Statistical machine learning provides a diversity of flexible methods for performing robust and nonparametric estimation. Such techniques allow for the statistical estimation of causal target parameters, provide an avenue for pursuing statistical inference while avoiding parametric model misspecification, and constitute a class of model-free and robust procedures for estimation and inference. My interests in these areas encompass the theory and application of targeted minimum loss-based estimation, data-adaptive estimation for inference under model misspecification, cross-validation for data-adaptive parameter estimation, robust estimation methods (e.g., influence functions), randomization inference, permutation testing and confidence procedures, and missing data problems.
The breakneck pace of technological development in the biomedical sciences routinely generates new classes of data that pose novel issues for statistical inference. I am interested in the development and application of robust methods for analyzing data generated by emerging biotechnologies, in particular employing causal inference for variable importance analysis and data-adaptive estimation to high-dimensional Omics problems. Recently, my work has centered on the development of methodology inspired by statistical causal inference and applied to the analysis of data sets generated by methylation sequencing, RNA-seq, and CRISPR assays.
The analysis of longitudinal data has been the subject of much attention in medical research and forms one of the principal areas of intersection between medicine and statistics. I am interested in both developing and applying modern techniques to the analysis of longitudinal data (esp. survival analysis), including the study of nonparametric estimators, data-adaptive parameter identification and estimation, settings with competing risks, and flexible estimation paradigms incorporating permutation testing and nonparametric regression. Recently, I have been involved in work studying the breakdown of nonparametric estimators of survival and data-adaptive extensions of targeted learning methods for the analysis of vaccine sieve effects.

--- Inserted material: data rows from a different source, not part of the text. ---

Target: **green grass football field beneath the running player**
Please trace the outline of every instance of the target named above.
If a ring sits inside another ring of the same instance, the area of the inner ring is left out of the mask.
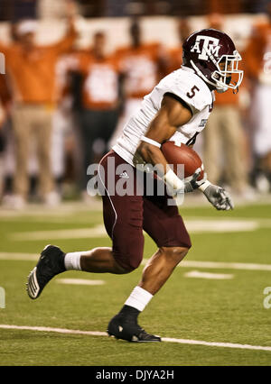
[[[0,365],[270,365],[271,205],[226,213],[184,206],[182,215],[192,250],[139,317],[164,342],[127,343],[104,333],[143,265],[125,276],[66,272],[36,301],[25,292],[46,244],[63,251],[110,246],[100,210],[1,211]],[[145,259],[154,251],[145,236]]]

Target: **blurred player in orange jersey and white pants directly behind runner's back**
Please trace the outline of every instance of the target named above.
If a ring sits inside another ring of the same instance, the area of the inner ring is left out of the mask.
[[[140,107],[142,98],[149,94],[157,81],[164,77],[168,62],[159,42],[143,42],[143,32],[138,18],[132,19],[129,35],[130,46],[117,50],[120,71],[124,77],[126,99],[111,145],[116,143],[124,124]]]

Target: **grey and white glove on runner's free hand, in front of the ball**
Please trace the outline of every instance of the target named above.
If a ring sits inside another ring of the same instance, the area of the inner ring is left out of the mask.
[[[210,184],[208,187],[202,190],[210,204],[219,211],[229,211],[229,209],[234,208],[232,198],[224,188]]]

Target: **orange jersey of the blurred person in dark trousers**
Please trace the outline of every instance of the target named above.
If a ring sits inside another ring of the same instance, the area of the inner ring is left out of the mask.
[[[82,101],[85,108],[112,109],[118,102],[118,60],[115,55],[97,59],[91,53],[77,55],[84,76]]]

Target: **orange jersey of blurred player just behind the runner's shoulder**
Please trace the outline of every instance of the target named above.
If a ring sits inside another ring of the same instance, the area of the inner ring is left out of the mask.
[[[117,50],[127,97],[142,98],[152,91],[159,80],[159,55],[158,43]]]

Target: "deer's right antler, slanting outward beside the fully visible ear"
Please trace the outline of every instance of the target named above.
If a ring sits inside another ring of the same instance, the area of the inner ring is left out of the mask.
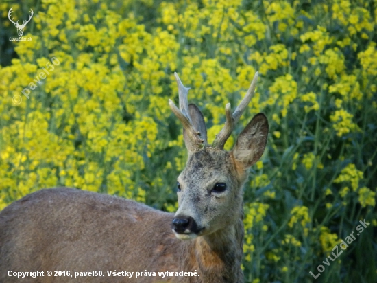
[[[232,131],[236,123],[239,121],[243,111],[245,111],[247,104],[249,104],[252,96],[254,95],[254,91],[256,88],[256,81],[258,80],[258,72],[255,73],[252,84],[250,85],[245,98],[241,101],[239,106],[232,114],[232,109],[230,108],[230,103],[226,104],[225,106],[225,113],[226,113],[226,122],[223,126],[222,130],[218,135],[216,135],[215,141],[213,141],[212,147],[223,149],[227,139],[232,135]]]

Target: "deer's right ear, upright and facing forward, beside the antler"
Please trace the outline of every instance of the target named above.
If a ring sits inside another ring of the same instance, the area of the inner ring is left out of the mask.
[[[267,117],[263,113],[256,114],[239,135],[232,153],[234,159],[249,168],[265,151],[269,131]]]

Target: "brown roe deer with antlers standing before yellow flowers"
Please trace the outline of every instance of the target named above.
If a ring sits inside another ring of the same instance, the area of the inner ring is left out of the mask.
[[[223,146],[250,102],[258,73],[234,113],[226,104],[225,126],[212,145],[201,111],[187,102],[189,88],[176,73],[175,78],[180,109],[171,100],[169,105],[183,124],[189,151],[178,177],[178,211],[160,212],[71,188],[39,190],[0,213],[0,282],[243,282],[242,188],[248,168],[265,150],[265,115],[252,118],[232,151]],[[36,278],[14,276],[27,271],[44,273]],[[69,271],[73,278],[75,272],[102,275],[73,280],[62,273],[47,276],[47,271]]]

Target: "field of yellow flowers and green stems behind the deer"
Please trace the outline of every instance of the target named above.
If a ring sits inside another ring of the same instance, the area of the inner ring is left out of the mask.
[[[175,211],[187,156],[173,72],[210,143],[259,71],[226,144],[267,115],[245,282],[377,282],[376,0],[22,3],[0,3],[0,210],[66,185]],[[20,21],[34,10],[32,41],[10,42],[11,7]]]

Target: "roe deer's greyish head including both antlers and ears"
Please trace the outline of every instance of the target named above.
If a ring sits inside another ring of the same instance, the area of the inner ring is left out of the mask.
[[[183,124],[183,135],[189,159],[178,177],[178,211],[172,229],[177,238],[189,240],[206,236],[221,229],[229,229],[243,213],[243,183],[248,168],[262,156],[267,143],[268,122],[258,113],[239,135],[234,148],[223,150],[226,140],[249,104],[256,88],[258,73],[245,98],[234,113],[226,104],[226,123],[208,145],[206,124],[195,104],[188,104],[189,88],[184,87],[178,74],[180,109],[169,100],[173,113]]]

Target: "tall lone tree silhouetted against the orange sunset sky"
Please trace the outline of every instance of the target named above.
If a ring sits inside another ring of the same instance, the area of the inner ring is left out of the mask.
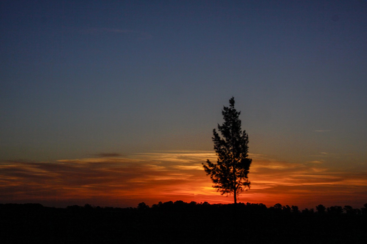
[[[214,150],[218,156],[217,163],[212,163],[208,159],[203,163],[204,170],[210,175],[213,187],[224,194],[233,194],[234,202],[237,203],[237,196],[250,188],[248,181],[248,171],[252,159],[248,158],[248,135],[241,129],[241,120],[235,109],[235,99],[229,100],[229,107],[224,107],[222,115],[224,123],[218,124],[218,131],[222,138],[213,129],[212,140]]]

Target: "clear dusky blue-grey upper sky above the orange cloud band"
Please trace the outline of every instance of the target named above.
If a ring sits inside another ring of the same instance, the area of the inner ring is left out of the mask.
[[[250,153],[367,170],[367,1],[0,11],[1,160],[210,151],[234,96]]]

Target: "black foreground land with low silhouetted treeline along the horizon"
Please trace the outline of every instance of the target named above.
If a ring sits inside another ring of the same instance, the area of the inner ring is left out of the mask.
[[[367,214],[262,204],[0,204],[0,243],[367,243]]]

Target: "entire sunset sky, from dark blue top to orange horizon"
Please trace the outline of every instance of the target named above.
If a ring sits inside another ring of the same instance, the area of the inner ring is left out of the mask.
[[[0,203],[231,203],[201,163],[235,97],[240,202],[367,203],[367,1],[1,1]]]

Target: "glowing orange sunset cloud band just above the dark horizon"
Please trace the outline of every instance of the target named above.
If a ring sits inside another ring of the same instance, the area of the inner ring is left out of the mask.
[[[297,205],[300,208],[345,206],[367,202],[367,172],[357,167],[335,169],[320,161],[281,162],[266,155],[253,159],[251,189],[239,202]],[[158,202],[232,203],[211,187],[201,163],[216,160],[212,151],[155,151],[56,162],[0,163],[0,203],[41,203],[66,207],[84,205],[136,207]]]

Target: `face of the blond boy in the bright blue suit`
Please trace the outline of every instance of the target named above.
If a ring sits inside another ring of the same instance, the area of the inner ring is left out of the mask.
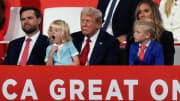
[[[148,32],[144,31],[143,28],[136,26],[134,28],[134,40],[135,42],[144,42],[147,39],[150,39],[150,35]]]

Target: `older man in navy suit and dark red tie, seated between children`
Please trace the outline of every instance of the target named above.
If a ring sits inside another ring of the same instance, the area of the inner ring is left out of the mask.
[[[81,65],[120,64],[118,40],[100,29],[101,11],[92,7],[83,8],[80,24],[81,31],[73,33],[72,38],[80,53]]]

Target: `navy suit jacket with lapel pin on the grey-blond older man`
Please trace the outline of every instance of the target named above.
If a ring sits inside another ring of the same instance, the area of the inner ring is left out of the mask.
[[[84,35],[82,32],[72,34],[73,43],[79,53],[81,52]],[[119,42],[116,38],[100,30],[92,51],[89,65],[119,65]]]

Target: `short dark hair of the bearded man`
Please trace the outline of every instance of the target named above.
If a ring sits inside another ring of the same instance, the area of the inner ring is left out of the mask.
[[[20,10],[20,17],[21,17],[21,14],[24,12],[24,11],[27,11],[27,10],[33,10],[35,12],[35,15],[36,15],[36,18],[40,18],[41,17],[41,12],[39,9],[35,8],[35,7],[32,7],[32,6],[26,6],[26,7],[22,7],[21,10]]]

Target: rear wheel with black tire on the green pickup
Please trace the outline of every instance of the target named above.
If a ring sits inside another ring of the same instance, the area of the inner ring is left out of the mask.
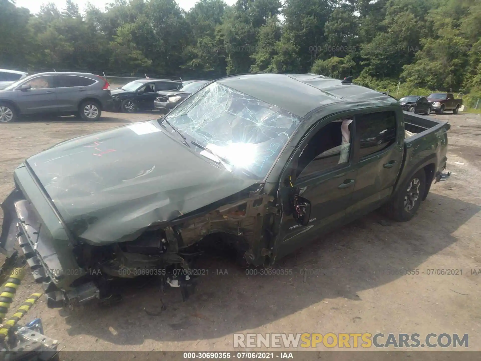
[[[421,169],[399,187],[394,197],[383,206],[383,210],[390,218],[399,222],[410,220],[418,211],[424,192],[426,173]]]

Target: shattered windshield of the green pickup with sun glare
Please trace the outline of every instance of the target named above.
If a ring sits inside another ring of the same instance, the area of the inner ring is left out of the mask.
[[[299,116],[219,83],[194,93],[164,119],[259,178],[266,176],[301,122]]]

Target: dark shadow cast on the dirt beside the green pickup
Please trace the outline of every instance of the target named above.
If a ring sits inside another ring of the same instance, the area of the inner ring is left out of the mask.
[[[138,286],[126,285],[124,300],[112,308],[89,305],[68,311],[68,334],[122,345],[140,345],[148,339],[206,340],[255,329],[326,298],[362,302],[360,291],[399,277],[416,277],[389,270],[420,269],[427,258],[455,243],[452,233],[480,210],[475,204],[430,193],[409,222],[391,222],[373,212],[322,236],[279,261],[275,270],[287,271],[284,275],[253,275],[228,259],[207,256],[201,267],[209,274],[199,278],[197,292],[187,302],[181,301],[178,288],[167,287],[162,295],[155,282],[146,280],[142,287],[139,280]],[[162,303],[166,309],[153,316],[152,310],[159,311]],[[228,347],[228,341],[219,342]]]

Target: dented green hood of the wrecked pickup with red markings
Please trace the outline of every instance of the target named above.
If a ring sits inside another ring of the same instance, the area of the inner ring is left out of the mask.
[[[96,245],[133,240],[256,183],[172,139],[156,120],[75,138],[26,162],[67,228]]]

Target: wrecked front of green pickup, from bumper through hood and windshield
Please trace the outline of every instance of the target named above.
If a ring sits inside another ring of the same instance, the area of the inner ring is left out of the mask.
[[[179,270],[209,237],[272,263],[279,209],[266,176],[300,121],[213,82],[164,118],[57,144],[15,169],[1,251],[18,243],[49,307],[108,299],[114,279],[138,275],[185,298],[192,278]]]

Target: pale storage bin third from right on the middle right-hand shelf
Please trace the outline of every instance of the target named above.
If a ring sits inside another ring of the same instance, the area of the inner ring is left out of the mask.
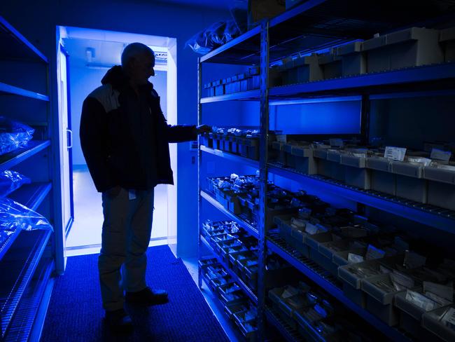
[[[396,195],[396,176],[391,173],[391,161],[380,156],[367,158],[367,168],[371,170],[372,190]]]

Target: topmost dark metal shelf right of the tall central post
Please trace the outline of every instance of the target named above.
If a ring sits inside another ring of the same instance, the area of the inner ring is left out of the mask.
[[[453,1],[309,0],[269,21],[270,61],[312,53],[353,39],[369,39],[412,25],[431,27],[449,19]],[[405,16],[400,13],[406,13]]]

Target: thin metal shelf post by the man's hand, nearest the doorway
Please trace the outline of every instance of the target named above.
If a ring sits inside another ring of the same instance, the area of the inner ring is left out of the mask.
[[[202,124],[202,63],[200,57],[197,58],[197,125]],[[201,197],[201,139],[197,136],[197,260],[201,259],[201,212],[202,212],[202,197]],[[202,288],[202,277],[199,266],[197,267],[197,285]]]

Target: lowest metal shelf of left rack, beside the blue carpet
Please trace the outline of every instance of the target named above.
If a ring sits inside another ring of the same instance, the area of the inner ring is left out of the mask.
[[[20,300],[18,310],[6,332],[5,342],[29,341],[31,329],[48,285],[50,275],[55,268],[52,259],[42,259],[27,290]],[[33,339],[31,339],[33,341]]]

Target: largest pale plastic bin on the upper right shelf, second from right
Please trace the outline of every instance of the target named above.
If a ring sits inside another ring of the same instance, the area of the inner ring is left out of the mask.
[[[439,31],[412,27],[363,42],[367,72],[389,71],[444,62]]]

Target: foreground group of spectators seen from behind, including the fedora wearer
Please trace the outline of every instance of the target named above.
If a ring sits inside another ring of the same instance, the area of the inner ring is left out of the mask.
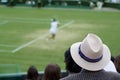
[[[61,76],[58,64],[46,66],[42,80],[120,80],[120,55],[111,56],[110,49],[99,36],[89,33],[81,42],[73,43],[64,53],[67,76]],[[40,80],[37,69],[30,66],[26,80]]]

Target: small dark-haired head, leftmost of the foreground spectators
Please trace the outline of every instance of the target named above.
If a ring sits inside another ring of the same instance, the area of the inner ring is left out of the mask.
[[[39,73],[35,66],[30,66],[27,71],[27,79],[39,80]]]

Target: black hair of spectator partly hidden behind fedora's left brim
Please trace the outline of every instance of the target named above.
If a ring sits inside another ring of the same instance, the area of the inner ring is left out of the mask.
[[[65,57],[65,63],[66,63],[66,70],[68,72],[78,73],[81,71],[82,68],[78,66],[71,57],[70,48],[65,51],[64,57]]]

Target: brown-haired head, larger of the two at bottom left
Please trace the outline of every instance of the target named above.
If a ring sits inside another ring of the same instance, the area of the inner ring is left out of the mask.
[[[48,64],[45,68],[43,80],[59,80],[61,77],[61,69],[58,64]]]

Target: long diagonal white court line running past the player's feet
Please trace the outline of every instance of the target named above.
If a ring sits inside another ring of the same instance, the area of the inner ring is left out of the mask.
[[[67,27],[68,25],[72,24],[73,22],[74,22],[74,21],[72,20],[72,21],[70,21],[70,22],[68,22],[68,23],[66,23],[66,24],[64,24],[64,25],[62,25],[62,26],[60,26],[60,27],[58,27],[58,28],[61,29],[61,28]],[[19,51],[19,50],[21,50],[21,49],[23,49],[23,48],[31,45],[32,43],[38,41],[39,39],[43,39],[43,38],[47,37],[48,35],[49,35],[49,34],[45,34],[45,35],[43,35],[42,37],[40,36],[40,37],[38,37],[38,38],[36,38],[36,39],[34,39],[34,40],[26,43],[26,44],[23,44],[23,45],[17,47],[16,49],[14,49],[14,50],[12,51],[12,53],[17,52],[17,51]]]

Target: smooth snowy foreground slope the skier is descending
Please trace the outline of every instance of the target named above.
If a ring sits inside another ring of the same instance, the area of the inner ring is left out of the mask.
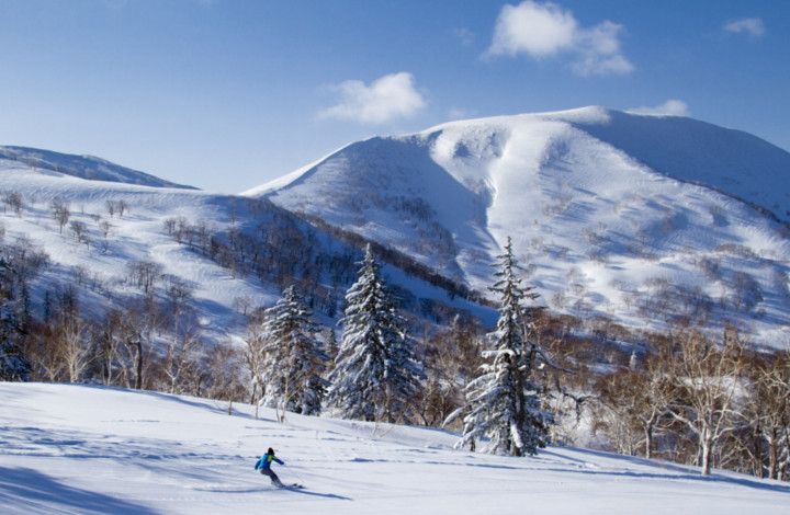
[[[3,514],[786,514],[790,484],[573,448],[452,450],[451,434],[89,386],[0,384]],[[276,490],[253,465],[274,447]]]

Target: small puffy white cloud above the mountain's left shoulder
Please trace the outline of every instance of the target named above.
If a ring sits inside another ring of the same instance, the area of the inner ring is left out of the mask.
[[[320,111],[319,118],[383,124],[414,116],[427,105],[415,87],[414,76],[406,71],[386,75],[370,85],[361,80],[347,80],[332,89],[338,93],[339,101]]]

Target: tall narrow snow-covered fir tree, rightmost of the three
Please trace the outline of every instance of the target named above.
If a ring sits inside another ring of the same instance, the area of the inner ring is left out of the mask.
[[[474,447],[487,440],[482,449],[488,453],[534,455],[546,445],[552,422],[541,405],[543,388],[533,378],[542,350],[530,337],[532,327],[523,306],[537,294],[516,275],[510,238],[498,260],[498,281],[492,290],[499,294],[499,319],[488,335],[490,347],[482,353],[486,359],[482,374],[466,387],[464,430],[458,446]]]

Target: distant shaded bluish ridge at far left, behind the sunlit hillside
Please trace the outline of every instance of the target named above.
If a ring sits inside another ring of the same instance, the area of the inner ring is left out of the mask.
[[[183,186],[165,181],[157,176],[121,167],[93,156],[75,156],[37,148],[0,146],[0,159],[16,161],[37,170],[46,170],[48,172],[72,175],[80,179],[121,182],[140,186],[194,190],[192,186]]]

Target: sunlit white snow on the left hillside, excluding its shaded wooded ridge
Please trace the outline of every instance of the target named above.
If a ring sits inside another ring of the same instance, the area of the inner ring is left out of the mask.
[[[113,182],[87,181],[69,175],[50,175],[25,164],[0,160],[2,190],[18,192],[25,198],[22,216],[10,210],[0,214],[5,240],[25,237],[43,249],[52,260],[36,281],[41,306],[45,289],[57,284],[76,285],[74,276],[88,271],[90,281],[99,287],[83,287],[79,291],[80,306],[89,314],[101,316],[114,304],[124,305],[126,296],[136,295],[136,288],[125,282],[127,265],[133,261],[154,261],[163,273],[178,276],[195,288],[196,318],[210,340],[244,333],[244,320],[233,309],[236,297],[250,296],[259,305],[273,304],[275,288],[232,274],[212,261],[191,252],[185,245],[167,236],[162,221],[167,217],[183,216],[190,220],[211,220],[215,227],[229,221],[230,205],[227,198],[198,191],[145,187]],[[70,203],[71,220],[83,221],[94,244],[80,244],[68,231],[58,230],[49,203],[60,198]],[[123,218],[110,217],[106,201],[125,201],[128,214]],[[102,240],[98,221],[111,224],[109,248],[99,250]]]

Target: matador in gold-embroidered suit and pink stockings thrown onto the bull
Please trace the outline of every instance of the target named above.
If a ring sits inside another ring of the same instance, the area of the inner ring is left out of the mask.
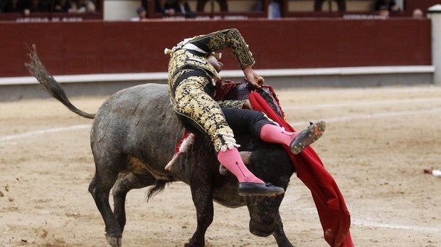
[[[319,121],[302,132],[287,132],[267,119],[262,112],[243,109],[248,107],[246,100],[213,100],[216,90],[214,81],[221,78],[219,71],[222,68],[222,63],[213,54],[225,48],[233,52],[248,83],[257,88],[262,85],[263,78],[251,68],[255,63],[253,55],[237,29],[186,38],[171,50],[166,49],[166,53],[171,56],[169,96],[173,109],[184,126],[211,137],[219,162],[238,178],[240,195],[282,194],[285,192],[283,188],[265,184],[245,167],[238,152],[239,145],[235,142],[233,130],[225,115],[230,119],[241,116],[238,121],[243,121],[243,125],[252,125],[250,129],[260,139],[286,144],[294,154],[319,139],[325,124]]]

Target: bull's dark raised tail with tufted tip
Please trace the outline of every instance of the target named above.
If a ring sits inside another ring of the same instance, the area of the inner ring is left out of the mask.
[[[32,61],[31,63],[25,63],[24,65],[26,66],[26,68],[28,68],[31,75],[33,75],[38,80],[38,82],[40,83],[42,88],[46,90],[46,92],[52,95],[53,98],[60,101],[60,103],[63,103],[63,105],[68,107],[69,110],[75,112],[81,117],[91,119],[95,117],[95,114],[83,112],[82,110],[75,107],[75,105],[72,105],[72,103],[70,103],[70,100],[68,99],[68,96],[66,96],[65,91],[61,87],[60,83],[58,83],[52,77],[52,75],[49,75],[43,63],[41,63],[40,58],[38,58],[35,44],[32,45],[31,53],[29,53],[28,56],[31,58]]]

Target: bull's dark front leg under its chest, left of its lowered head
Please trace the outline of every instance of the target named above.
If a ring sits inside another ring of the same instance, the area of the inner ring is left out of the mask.
[[[206,164],[200,164],[206,165]],[[213,222],[213,188],[207,171],[193,172],[198,175],[192,176],[190,188],[193,204],[196,206],[198,226],[186,246],[205,246],[205,233],[208,226]]]

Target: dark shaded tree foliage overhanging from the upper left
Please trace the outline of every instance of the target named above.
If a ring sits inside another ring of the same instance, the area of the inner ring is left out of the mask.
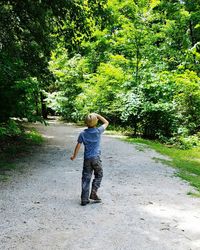
[[[104,5],[104,0],[0,2],[0,122],[45,116],[51,51],[66,47],[76,53],[94,26],[101,27]]]

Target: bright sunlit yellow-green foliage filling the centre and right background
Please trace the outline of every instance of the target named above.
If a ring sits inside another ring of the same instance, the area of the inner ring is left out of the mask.
[[[187,147],[183,138],[197,133],[200,124],[199,41],[191,22],[197,24],[197,12],[187,1],[108,1],[107,25],[81,44],[73,70],[65,54],[60,69],[68,78],[77,75],[71,82],[59,76],[57,110],[73,121],[100,112],[115,125],[132,127],[135,135],[171,138]],[[53,58],[53,64],[58,61]]]

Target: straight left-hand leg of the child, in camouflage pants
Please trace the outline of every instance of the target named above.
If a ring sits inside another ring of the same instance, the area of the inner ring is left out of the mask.
[[[82,171],[82,192],[81,192],[82,201],[88,201],[92,171],[93,169],[91,166],[91,162],[89,160],[84,160],[83,171]]]

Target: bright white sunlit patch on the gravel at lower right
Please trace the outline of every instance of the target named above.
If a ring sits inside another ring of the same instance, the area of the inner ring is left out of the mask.
[[[174,219],[177,222],[177,228],[200,235],[200,214],[195,214],[195,211],[191,213],[191,210],[187,211],[183,207],[151,204],[141,209],[155,217]]]

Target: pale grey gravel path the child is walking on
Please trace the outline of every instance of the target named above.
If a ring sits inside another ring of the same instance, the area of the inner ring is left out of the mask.
[[[197,250],[200,200],[174,170],[145,146],[103,135],[103,202],[80,206],[81,151],[71,156],[81,128],[37,125],[47,138],[21,171],[0,184],[0,249]]]

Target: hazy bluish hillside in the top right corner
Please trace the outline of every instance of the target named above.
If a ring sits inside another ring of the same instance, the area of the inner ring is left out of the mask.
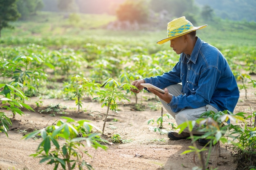
[[[200,7],[209,5],[223,19],[256,22],[256,0],[195,0],[195,3]]]

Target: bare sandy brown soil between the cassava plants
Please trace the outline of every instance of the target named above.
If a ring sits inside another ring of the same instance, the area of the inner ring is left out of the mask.
[[[247,112],[255,110],[256,97],[255,89],[247,92],[247,100],[245,100],[245,91],[240,91],[240,99],[234,113]],[[36,108],[35,101],[38,98],[31,98],[29,104]],[[75,101],[64,101],[62,99],[42,99],[43,106],[49,104],[61,104],[68,108],[76,108]],[[128,141],[124,144],[112,144],[108,146],[108,150],[94,148],[84,148],[88,150],[92,158],[85,157],[85,160],[92,165],[95,170],[191,170],[193,167],[200,165],[198,158],[194,153],[181,155],[182,152],[191,146],[190,140],[171,141],[167,135],[160,135],[154,132],[155,124],[147,124],[149,119],[157,119],[160,116],[160,109],[153,111],[150,106],[157,103],[155,96],[150,93],[139,93],[139,102],[143,101],[146,108],[144,111],[136,111],[132,108],[135,99],[132,97],[131,102],[126,102],[126,106],[120,105],[118,113],[110,111],[109,118],[106,123],[105,132],[108,136],[119,134],[122,139]],[[161,106],[159,106],[161,108]],[[68,109],[69,114],[75,120],[87,119],[92,124],[102,129],[103,118],[107,108],[101,108],[101,104],[95,101],[83,101],[84,113],[77,113],[74,109]],[[3,111],[3,110],[2,110]],[[11,113],[4,110],[11,117]],[[57,120],[60,116],[51,116],[49,114],[41,114],[38,112],[29,112],[24,110],[25,115],[16,115],[16,119],[12,120],[13,126],[8,131],[9,137],[0,134],[0,170],[52,170],[53,166],[40,164],[39,159],[29,157],[35,153],[36,148],[41,139],[33,140],[22,139],[22,133],[19,130],[27,130],[31,132],[35,129],[41,129]],[[166,113],[166,110],[164,110]],[[118,121],[113,121],[113,119]],[[174,119],[168,119],[175,123]],[[164,124],[164,128],[170,128]],[[168,131],[169,129],[166,129]],[[198,145],[198,148],[202,148]],[[235,170],[236,163],[234,157],[231,156],[231,149],[227,144],[220,144],[220,156],[217,154],[217,147],[211,152],[209,166],[218,168],[218,170]],[[207,152],[204,156],[207,157]]]

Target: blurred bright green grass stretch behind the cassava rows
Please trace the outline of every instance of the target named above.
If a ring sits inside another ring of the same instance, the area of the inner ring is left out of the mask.
[[[155,45],[156,50],[170,49],[169,43],[157,45],[156,42],[166,38],[166,29],[153,28],[155,31],[112,31],[103,29],[109,22],[115,21],[113,15],[79,14],[80,21],[73,25],[65,18],[65,13],[39,12],[38,15],[31,17],[26,21],[14,22],[15,29],[2,29],[2,44],[16,44],[6,39],[25,38],[29,42],[41,45],[41,39],[62,39],[63,44],[81,46],[84,43],[97,44],[134,44],[135,46]],[[223,46],[255,46],[256,28],[255,22],[233,22],[229,20],[212,21],[205,29],[198,30],[198,36],[210,44],[217,47]],[[5,43],[7,41],[7,43]],[[69,42],[71,41],[71,42]],[[51,44],[49,44],[51,45]],[[71,46],[72,47],[72,46]]]

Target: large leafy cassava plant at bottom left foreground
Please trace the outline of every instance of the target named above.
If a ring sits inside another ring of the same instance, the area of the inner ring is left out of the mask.
[[[83,170],[84,166],[92,170],[92,166],[83,160],[84,155],[91,157],[84,149],[85,146],[106,150],[107,146],[101,145],[100,142],[108,143],[108,141],[101,139],[98,133],[92,132],[92,128],[99,129],[90,124],[88,120],[74,121],[69,117],[61,118],[66,121],[59,120],[56,125],[47,126],[25,135],[25,139],[38,135],[43,138],[36,153],[30,156],[40,158],[40,163],[53,164],[54,170],[57,170],[59,166],[64,170],[75,168]],[[62,142],[63,140],[65,142]]]

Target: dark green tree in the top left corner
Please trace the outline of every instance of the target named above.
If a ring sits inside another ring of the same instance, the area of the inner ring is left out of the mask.
[[[9,24],[11,21],[16,21],[20,17],[17,10],[16,0],[0,0],[0,37],[3,28],[13,28]]]

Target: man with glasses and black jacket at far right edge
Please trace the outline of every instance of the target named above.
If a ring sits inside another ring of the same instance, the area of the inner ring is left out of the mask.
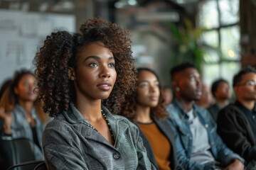
[[[246,67],[235,74],[233,89],[236,101],[220,110],[218,133],[245,159],[247,169],[256,169],[256,70]]]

While computing is an essential part of the scientific process, many best practices common in areas such as software engineering have gone all but overlooked in modern scientific practice. This failure has at least in part contributed to a reproducibility crisis in modern science; moreover, the presence of such problems has made the use of computationally reproducible workflows an imperative. Consequently, I am highly interested in the development and promotion of tools for both scientific computing and reproducible research, including the use of open-source software and version control systems, publication and peer review in open access journals, and tools for collaborative and literate programming (GitHub, RMarkdown, Project Jupyter).